Gardner blames Romney loss on TV "news," but he's not asked for specifics

  •  
  • by: Jason Salzman

(Ah, that catchall “liberal media” – promoted by Colorado Pols)

Election losers inevitably turn their anger toward the news media, and that’s what Rep. Cory Gardner did Tuesday night when he told KNUS.

Gardner: “When the American people were watching the news with their family at the dinner table, they saw a media that is gung-ho for the President,” Gardner told KNUS last night. “So not only were we running an election against the President of the United States, we were running an election against TV stations around the country and inside people’s living rooms.”

Seems like the 1950’s rearing itself up again in the GOP mind here, because when was the last time the family ate dinner and watched the evening news together?
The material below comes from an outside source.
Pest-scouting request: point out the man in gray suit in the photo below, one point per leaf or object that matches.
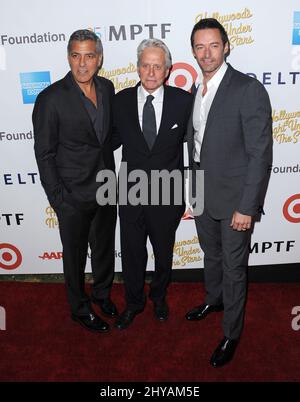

My kid tries to reach for his computer, while eating at our dinner table, but I’ve always assumed it’s Facebook he’s glued to, not Brian Williams. And TV anchors are the last things I want to see at dinner.

But more to the point, KNUS host Steve Kelley should have asked Gardner for examples of the pro-Obama media bent.
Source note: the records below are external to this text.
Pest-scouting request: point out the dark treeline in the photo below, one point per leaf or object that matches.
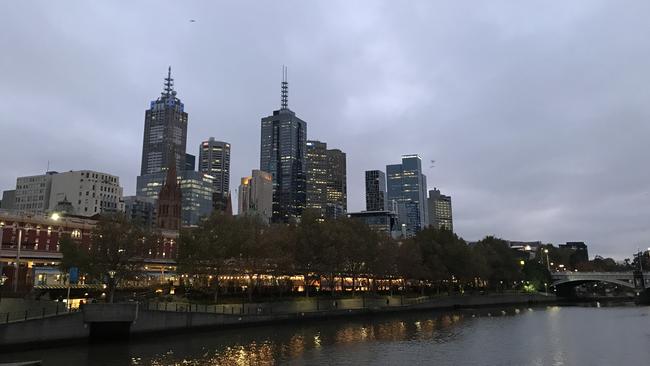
(324, 252)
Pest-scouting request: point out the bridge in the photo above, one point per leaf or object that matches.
(632, 280)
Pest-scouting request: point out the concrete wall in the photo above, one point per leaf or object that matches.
(46, 330)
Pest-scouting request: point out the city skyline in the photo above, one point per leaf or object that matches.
(543, 163)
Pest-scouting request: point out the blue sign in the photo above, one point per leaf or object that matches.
(74, 275)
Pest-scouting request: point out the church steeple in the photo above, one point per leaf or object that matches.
(170, 199)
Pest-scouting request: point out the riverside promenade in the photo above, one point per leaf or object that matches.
(110, 321)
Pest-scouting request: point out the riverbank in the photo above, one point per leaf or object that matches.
(110, 321)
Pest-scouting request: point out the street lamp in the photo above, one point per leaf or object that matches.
(3, 278)
(548, 265)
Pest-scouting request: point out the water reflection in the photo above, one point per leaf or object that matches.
(521, 336)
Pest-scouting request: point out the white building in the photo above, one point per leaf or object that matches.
(256, 195)
(33, 193)
(86, 192)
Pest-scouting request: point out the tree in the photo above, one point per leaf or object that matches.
(115, 255)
It’s far more productive to criticize the media with specifics than with generalities.

And here’s a specific example of how media intervention, albeit by print media, led, probably unintentionally, to a blip of pro-Romney ink.

Close readers of The Denver Post, and I mean really dedicated readers, may remember consultant Eric Sondermann’s prediction, which he prefaced with “abundant doubt” in the newspaper the Sunday before the election, that Romney would win the Electoral College Vote, due to Romney’s “closing momentum.”

I was surprised to see this because on KBDI’s Colorado Inside Out on Friday night (at the 10:50 mark), Sondermann said:

Sondermann: “This thing is way too close to call. Anyone who tells you where this thing is going is lying to themselves and to somebody else.”

Sondermann told me today that Denver Post Editorial Page Editor Curtis Hubbard pushed Sondermann to make a prediction, after Sondermann had initially tried not to do so.

“My first submission was to try to hedge it, and Curtis Hubbard, completely appropriately, asked me to call it,” Sondermann said.

Sondermann was the lone “independent” on The Post’s “Battleground” panel, which was assembled to analyze election issues.

“There was nothing wrong with Curtis pushing me to make a call,” Sondermann said.

It wouldn’t have made “interesting reading,” Sondermann told me, for the three people one the left to say one thing (Obama wins), the three on the other to say something else (Romney wins), and for the person in the middle (Sondermann) to make no prediction at all.

I’d argue that Hubbard shouldn’t have pushed Sondermann to come down on one side or the other.

The truth is that calling the election a tossup was completely reasonable. And you’d think Hubbard would have expected Sondermann to choose Romney, if pushed. I find Sondermann right leaning, and his selection of Romney, based on nonexistent “momentum,” is one piece of evidence that I’m right. But that’s just speculation and weakly supported opinion on my part, obviously.

In explaining his Romney prediction, Sondermann said he wrongly saw the election as being “akin” to the Reagan-Carter contest, featuring a “bad economy and a beleaguered incumbent” when, in fact, the right frame was Bush-Kerry.  Like the Bush-Kerry race, this election was “a whole series of hotly contested narrow victories that when all put together equal a substantial triumph,” Sondermann said.